This week, the
Christian Fiction Blog Alliance

is introducing

Promises to Keep
Bethany House (February 1, 2011)
by
Ann Tatlock

ABOUT THE AUTHOR:

Ann Tatlock is the author of the Christy Award-winning novel All the Way Home. She has also won the Midwest Independent Publishers Association “Book of the Year” in fiction for both All the Way Home and I’ll Watch the Moon. Her novel Things We Once Held Dear received a starred review from Library Journal and Publishers Weekly calls her “one of Christian fiction’s better wordsmiths, and her lovely prose reminds readers why it is a joy to savor her stories.” Ann lives with her husband and daughter in Asheville, North Carolina.




ABOUT THE BOOK:

Eleven-year-old Roz (Rosalind) Anthony and her family have just moved to Mills River, Illinois, to escape an abusive situation. Only days after settling into their new home, they are surprised to find the previous owner, Tillie Monroe, on their front porch reading the newspaper.
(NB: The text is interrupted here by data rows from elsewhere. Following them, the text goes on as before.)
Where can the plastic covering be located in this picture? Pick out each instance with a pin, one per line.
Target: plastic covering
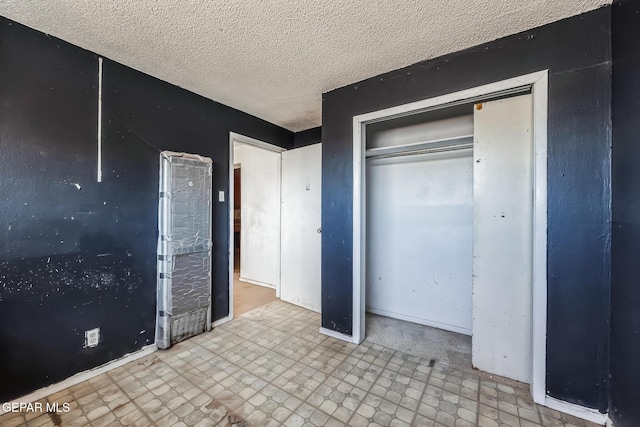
(184, 247)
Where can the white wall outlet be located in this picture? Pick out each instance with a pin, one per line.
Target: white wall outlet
(91, 337)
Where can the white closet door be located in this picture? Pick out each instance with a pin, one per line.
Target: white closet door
(419, 231)
(301, 208)
(502, 238)
(260, 216)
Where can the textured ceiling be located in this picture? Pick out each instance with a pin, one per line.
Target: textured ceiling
(275, 58)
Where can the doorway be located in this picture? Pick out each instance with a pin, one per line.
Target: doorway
(255, 221)
(536, 85)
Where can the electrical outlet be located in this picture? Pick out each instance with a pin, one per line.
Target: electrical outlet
(91, 337)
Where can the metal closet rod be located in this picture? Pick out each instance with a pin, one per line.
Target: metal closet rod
(435, 146)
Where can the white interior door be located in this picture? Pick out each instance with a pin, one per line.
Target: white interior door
(502, 237)
(260, 215)
(419, 231)
(301, 207)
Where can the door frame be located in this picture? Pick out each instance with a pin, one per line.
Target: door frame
(537, 83)
(236, 137)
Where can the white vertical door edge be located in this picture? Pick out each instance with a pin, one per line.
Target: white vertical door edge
(236, 137)
(300, 241)
(538, 81)
(540, 92)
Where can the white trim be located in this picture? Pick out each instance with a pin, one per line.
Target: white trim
(420, 321)
(84, 376)
(222, 321)
(256, 282)
(588, 414)
(236, 137)
(337, 335)
(99, 177)
(539, 83)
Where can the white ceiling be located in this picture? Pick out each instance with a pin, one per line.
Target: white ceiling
(275, 58)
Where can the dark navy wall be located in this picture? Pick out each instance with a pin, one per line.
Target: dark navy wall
(307, 137)
(76, 254)
(577, 53)
(625, 255)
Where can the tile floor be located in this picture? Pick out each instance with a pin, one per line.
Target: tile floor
(271, 367)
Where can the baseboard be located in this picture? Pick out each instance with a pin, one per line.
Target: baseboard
(221, 321)
(84, 376)
(577, 411)
(425, 322)
(255, 282)
(338, 335)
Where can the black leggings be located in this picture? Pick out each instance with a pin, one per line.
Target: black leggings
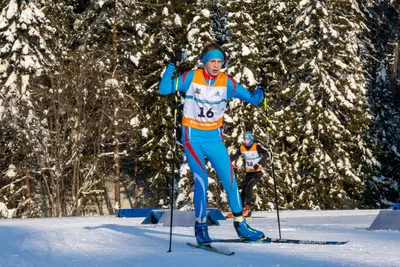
(247, 185)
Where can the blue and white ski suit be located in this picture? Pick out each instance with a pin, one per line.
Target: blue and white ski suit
(205, 103)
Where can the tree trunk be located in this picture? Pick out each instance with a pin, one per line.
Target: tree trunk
(116, 134)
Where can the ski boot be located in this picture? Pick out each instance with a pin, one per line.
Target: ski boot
(245, 232)
(247, 211)
(201, 233)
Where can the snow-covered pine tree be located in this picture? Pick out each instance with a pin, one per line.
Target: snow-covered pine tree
(166, 24)
(24, 55)
(382, 43)
(241, 47)
(272, 24)
(323, 123)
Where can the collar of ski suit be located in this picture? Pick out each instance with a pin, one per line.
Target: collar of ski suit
(208, 76)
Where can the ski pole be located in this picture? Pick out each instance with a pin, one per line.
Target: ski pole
(271, 156)
(178, 72)
(173, 164)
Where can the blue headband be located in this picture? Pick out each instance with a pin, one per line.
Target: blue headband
(213, 54)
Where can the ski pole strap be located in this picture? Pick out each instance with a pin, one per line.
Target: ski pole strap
(176, 100)
(266, 113)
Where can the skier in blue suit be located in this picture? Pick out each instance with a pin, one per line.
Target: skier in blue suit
(207, 92)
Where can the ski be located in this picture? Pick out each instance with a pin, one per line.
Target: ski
(208, 247)
(282, 241)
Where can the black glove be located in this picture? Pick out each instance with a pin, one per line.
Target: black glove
(176, 57)
(263, 81)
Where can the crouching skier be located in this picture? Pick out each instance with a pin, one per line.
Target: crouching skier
(206, 92)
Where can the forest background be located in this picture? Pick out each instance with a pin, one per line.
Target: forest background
(83, 130)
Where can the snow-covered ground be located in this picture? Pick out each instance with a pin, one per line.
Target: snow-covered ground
(109, 241)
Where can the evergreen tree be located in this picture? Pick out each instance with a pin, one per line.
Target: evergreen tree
(324, 121)
(382, 65)
(24, 54)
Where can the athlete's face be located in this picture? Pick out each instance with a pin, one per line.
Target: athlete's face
(246, 141)
(213, 66)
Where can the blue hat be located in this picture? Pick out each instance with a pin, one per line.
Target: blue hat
(250, 136)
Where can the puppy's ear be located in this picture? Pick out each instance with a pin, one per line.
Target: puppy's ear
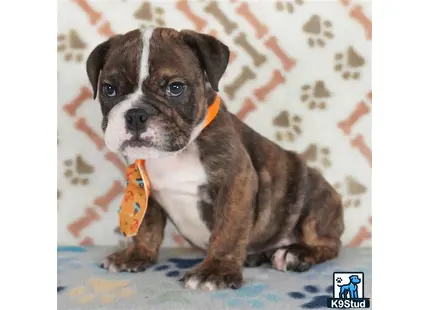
(95, 63)
(211, 52)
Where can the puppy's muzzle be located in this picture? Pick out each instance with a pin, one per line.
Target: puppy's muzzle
(135, 120)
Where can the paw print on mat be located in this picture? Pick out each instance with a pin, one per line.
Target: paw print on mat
(254, 296)
(289, 126)
(288, 5)
(314, 96)
(312, 297)
(179, 265)
(71, 45)
(349, 64)
(149, 16)
(318, 31)
(77, 168)
(101, 291)
(67, 263)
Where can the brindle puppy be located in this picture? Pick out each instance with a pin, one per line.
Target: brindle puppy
(227, 189)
Though her sons have sold the house and sent her to a facility for the aged, she is determined to die in the place she lived her life, and somehow manages to find her way “home” day after day. Feeling sympathy for the elderly woman, Roz’s mother allows Tillie to move back in.
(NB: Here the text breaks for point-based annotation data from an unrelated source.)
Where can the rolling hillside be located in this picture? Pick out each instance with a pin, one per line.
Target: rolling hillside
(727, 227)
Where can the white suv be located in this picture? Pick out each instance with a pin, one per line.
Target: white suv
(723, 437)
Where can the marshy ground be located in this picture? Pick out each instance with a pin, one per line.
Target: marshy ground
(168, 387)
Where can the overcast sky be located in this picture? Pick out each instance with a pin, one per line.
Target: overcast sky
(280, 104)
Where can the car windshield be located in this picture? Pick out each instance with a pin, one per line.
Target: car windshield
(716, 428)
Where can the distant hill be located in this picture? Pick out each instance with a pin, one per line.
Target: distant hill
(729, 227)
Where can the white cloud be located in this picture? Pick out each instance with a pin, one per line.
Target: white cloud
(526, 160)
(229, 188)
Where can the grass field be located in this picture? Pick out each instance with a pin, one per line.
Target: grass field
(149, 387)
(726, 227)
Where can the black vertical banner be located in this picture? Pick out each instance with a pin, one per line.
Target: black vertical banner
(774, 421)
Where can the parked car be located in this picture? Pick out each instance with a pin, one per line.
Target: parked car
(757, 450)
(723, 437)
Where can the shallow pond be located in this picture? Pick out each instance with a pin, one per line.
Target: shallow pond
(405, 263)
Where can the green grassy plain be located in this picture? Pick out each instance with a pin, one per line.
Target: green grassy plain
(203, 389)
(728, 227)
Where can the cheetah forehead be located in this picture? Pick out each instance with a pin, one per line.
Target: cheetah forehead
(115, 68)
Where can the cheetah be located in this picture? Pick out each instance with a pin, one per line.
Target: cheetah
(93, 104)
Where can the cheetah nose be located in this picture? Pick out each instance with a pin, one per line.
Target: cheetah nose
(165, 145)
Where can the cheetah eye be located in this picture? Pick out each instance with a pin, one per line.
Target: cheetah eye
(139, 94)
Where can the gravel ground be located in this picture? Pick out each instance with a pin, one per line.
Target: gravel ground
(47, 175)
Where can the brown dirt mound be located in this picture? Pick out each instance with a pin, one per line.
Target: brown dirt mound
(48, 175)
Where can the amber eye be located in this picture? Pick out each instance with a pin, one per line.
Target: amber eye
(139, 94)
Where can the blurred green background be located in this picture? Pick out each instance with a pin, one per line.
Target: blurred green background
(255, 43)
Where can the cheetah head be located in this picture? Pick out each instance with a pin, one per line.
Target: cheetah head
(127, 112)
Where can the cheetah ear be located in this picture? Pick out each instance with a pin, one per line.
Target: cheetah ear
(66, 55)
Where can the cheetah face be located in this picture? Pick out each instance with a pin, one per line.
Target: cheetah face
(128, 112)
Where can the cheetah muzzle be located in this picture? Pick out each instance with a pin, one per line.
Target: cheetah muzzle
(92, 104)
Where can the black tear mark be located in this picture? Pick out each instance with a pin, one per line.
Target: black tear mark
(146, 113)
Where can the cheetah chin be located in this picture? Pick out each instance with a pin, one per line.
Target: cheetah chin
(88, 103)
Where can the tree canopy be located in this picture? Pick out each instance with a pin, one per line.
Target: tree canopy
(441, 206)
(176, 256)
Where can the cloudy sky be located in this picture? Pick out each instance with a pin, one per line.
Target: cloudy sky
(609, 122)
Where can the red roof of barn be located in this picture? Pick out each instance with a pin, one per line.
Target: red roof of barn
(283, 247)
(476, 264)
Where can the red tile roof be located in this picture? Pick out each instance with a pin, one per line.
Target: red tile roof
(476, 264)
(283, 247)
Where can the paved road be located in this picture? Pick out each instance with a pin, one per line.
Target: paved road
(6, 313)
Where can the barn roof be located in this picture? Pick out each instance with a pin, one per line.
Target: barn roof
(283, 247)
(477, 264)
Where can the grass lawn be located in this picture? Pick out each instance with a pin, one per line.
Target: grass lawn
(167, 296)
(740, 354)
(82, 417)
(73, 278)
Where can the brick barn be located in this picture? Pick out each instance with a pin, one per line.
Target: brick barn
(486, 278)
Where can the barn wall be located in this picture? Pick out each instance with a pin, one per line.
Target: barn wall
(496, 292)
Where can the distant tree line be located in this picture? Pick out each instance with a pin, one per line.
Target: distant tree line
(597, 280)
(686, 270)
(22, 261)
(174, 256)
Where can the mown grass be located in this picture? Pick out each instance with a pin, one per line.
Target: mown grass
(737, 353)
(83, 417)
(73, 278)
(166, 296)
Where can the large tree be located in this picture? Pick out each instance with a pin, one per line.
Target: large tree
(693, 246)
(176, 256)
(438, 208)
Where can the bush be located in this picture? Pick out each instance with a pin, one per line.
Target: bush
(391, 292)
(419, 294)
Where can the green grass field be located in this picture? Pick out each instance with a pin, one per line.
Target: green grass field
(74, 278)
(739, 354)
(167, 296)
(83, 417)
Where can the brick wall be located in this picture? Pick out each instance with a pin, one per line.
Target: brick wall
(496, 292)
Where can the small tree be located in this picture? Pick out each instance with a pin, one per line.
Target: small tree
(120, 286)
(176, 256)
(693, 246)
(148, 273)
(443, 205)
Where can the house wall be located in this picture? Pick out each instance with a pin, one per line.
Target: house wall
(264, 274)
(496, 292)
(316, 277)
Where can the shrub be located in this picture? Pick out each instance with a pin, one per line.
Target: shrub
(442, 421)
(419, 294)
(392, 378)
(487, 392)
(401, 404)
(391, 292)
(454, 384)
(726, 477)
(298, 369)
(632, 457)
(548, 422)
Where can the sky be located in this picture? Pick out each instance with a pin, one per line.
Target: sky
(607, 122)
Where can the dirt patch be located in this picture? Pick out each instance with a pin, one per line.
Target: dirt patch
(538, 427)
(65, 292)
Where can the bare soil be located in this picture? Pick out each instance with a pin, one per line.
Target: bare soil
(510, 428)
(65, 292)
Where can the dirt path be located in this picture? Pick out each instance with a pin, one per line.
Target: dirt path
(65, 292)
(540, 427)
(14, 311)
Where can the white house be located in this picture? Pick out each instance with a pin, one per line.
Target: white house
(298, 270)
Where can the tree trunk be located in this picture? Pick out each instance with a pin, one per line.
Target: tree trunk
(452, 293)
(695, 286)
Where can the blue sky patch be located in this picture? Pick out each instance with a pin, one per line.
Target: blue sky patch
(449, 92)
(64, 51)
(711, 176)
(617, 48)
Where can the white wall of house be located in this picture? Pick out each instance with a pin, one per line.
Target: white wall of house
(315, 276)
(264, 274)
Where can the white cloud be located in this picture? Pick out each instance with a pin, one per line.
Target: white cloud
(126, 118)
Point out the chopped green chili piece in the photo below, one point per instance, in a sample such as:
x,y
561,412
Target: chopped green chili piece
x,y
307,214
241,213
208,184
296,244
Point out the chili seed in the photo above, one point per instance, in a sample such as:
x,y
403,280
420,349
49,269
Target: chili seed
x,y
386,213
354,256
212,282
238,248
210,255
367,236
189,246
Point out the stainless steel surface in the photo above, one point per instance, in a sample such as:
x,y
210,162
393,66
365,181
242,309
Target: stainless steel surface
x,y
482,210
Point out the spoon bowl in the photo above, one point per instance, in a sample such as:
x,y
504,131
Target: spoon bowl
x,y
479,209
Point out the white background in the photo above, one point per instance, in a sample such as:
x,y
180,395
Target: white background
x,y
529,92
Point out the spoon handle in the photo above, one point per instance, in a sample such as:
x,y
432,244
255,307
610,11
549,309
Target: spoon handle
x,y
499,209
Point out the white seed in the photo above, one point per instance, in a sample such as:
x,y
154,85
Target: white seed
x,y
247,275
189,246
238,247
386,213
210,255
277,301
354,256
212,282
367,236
Mara Nightingale becomes Roz’s first friend in Mills River. In spite of their many differences, the girls discover they have something in common that binds them together–both are hiding secrets. So they make a promise–“cross my heart and hope to die”–never to tell anyone else. When danger stalks the Anthonys, Tillie exhibits unimaginable courage and selfless love in her determination to protect the family she has adopted as her own.

If you would like to read the first chapter of Promises to Keep, go HERE.

Watch the book trailer:

MY REVIEW:

With the appropriate setting of the turbulent late 1960’s, Promises to Keep is the poignant story of a family torn apart by domestic abuse and an elderly lady displaced from the home she loves. As the lives of these hurting people become entertwined, they find their hearts becoming knit together as family.
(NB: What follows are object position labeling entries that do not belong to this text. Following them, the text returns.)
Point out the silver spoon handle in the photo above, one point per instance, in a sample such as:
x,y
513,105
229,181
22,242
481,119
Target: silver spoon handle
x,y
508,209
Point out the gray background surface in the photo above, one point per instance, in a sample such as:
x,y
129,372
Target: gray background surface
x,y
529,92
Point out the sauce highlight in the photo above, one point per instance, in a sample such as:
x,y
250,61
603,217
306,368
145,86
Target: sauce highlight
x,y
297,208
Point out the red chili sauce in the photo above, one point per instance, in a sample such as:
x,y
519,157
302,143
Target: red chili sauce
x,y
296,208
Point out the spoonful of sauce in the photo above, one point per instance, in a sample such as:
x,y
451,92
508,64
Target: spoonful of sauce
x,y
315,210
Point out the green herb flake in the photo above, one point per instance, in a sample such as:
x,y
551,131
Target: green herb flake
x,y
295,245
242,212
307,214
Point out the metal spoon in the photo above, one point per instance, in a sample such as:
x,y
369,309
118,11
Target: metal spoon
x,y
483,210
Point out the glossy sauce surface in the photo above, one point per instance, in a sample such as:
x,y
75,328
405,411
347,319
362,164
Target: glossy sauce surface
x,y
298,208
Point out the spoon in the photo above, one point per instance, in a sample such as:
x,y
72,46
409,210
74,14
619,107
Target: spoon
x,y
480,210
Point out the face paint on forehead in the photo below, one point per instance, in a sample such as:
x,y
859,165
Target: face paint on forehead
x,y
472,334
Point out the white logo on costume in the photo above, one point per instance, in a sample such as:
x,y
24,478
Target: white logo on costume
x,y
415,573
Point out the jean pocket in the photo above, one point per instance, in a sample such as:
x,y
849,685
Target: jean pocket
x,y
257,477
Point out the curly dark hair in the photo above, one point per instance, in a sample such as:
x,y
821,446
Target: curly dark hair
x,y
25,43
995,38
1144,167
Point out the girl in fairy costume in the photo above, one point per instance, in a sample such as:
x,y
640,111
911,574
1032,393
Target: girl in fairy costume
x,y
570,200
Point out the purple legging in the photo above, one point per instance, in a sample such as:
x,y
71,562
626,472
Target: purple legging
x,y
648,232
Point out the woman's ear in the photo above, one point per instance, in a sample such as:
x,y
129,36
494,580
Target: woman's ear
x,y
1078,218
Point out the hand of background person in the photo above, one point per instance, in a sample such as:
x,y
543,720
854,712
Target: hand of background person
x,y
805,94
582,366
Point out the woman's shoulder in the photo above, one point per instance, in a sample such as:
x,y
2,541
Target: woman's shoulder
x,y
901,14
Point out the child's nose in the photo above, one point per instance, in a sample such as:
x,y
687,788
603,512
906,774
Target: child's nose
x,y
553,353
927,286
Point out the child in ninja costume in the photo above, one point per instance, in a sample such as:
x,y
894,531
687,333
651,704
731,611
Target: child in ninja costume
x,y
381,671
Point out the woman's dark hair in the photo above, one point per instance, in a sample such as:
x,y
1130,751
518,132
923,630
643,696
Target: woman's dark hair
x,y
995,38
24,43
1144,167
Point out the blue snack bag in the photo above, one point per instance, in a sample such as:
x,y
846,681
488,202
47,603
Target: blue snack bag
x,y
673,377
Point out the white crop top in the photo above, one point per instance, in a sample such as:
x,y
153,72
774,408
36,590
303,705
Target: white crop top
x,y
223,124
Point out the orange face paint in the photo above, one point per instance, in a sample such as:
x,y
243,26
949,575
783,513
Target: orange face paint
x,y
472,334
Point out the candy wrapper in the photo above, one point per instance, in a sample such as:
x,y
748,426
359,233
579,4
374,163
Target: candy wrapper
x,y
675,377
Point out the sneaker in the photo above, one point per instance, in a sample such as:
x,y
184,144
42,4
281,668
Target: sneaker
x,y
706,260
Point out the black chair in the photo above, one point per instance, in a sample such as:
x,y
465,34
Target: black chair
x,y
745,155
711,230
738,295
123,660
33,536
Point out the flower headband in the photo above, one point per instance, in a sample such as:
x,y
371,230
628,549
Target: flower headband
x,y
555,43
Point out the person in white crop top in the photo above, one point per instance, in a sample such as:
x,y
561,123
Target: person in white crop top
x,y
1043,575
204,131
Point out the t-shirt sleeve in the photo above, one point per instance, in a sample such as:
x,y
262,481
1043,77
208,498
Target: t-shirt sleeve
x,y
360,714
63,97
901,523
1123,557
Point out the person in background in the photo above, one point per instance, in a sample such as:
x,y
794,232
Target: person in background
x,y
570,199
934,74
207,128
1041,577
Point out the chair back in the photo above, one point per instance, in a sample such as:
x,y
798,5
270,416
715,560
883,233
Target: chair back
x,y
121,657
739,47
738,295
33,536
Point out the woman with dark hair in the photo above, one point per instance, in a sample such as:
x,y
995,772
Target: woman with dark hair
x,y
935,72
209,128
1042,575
Told from the point of view of eleven year old Roz, the reader is offered a unique view of her first encounters with racism as well as her confusion over the reasons for her father’s absence from her life. Convinced that her mother and father should be together, Roz is easily convinced to keep her father’s secrets when he shows up in their new town – secrets that could be dangerous ones.

Tatlock’s characters were excellent, especially Tillie who was convinced that God had sent her to live with the Anthony family for a reason and did her best to demonstrate her faith to them. The emotionally charged plot moved at a steady pace that was relieved by occasional humor. There were times that I became frustrated with Roz and the bad decisions she made, then realized that her choices were perfectly normal for a child her age who yearned for her daddy and didn’t understand why they couldn’t all be together again.

All in all, Promises to Keep was a satisfying book and I would recommend it.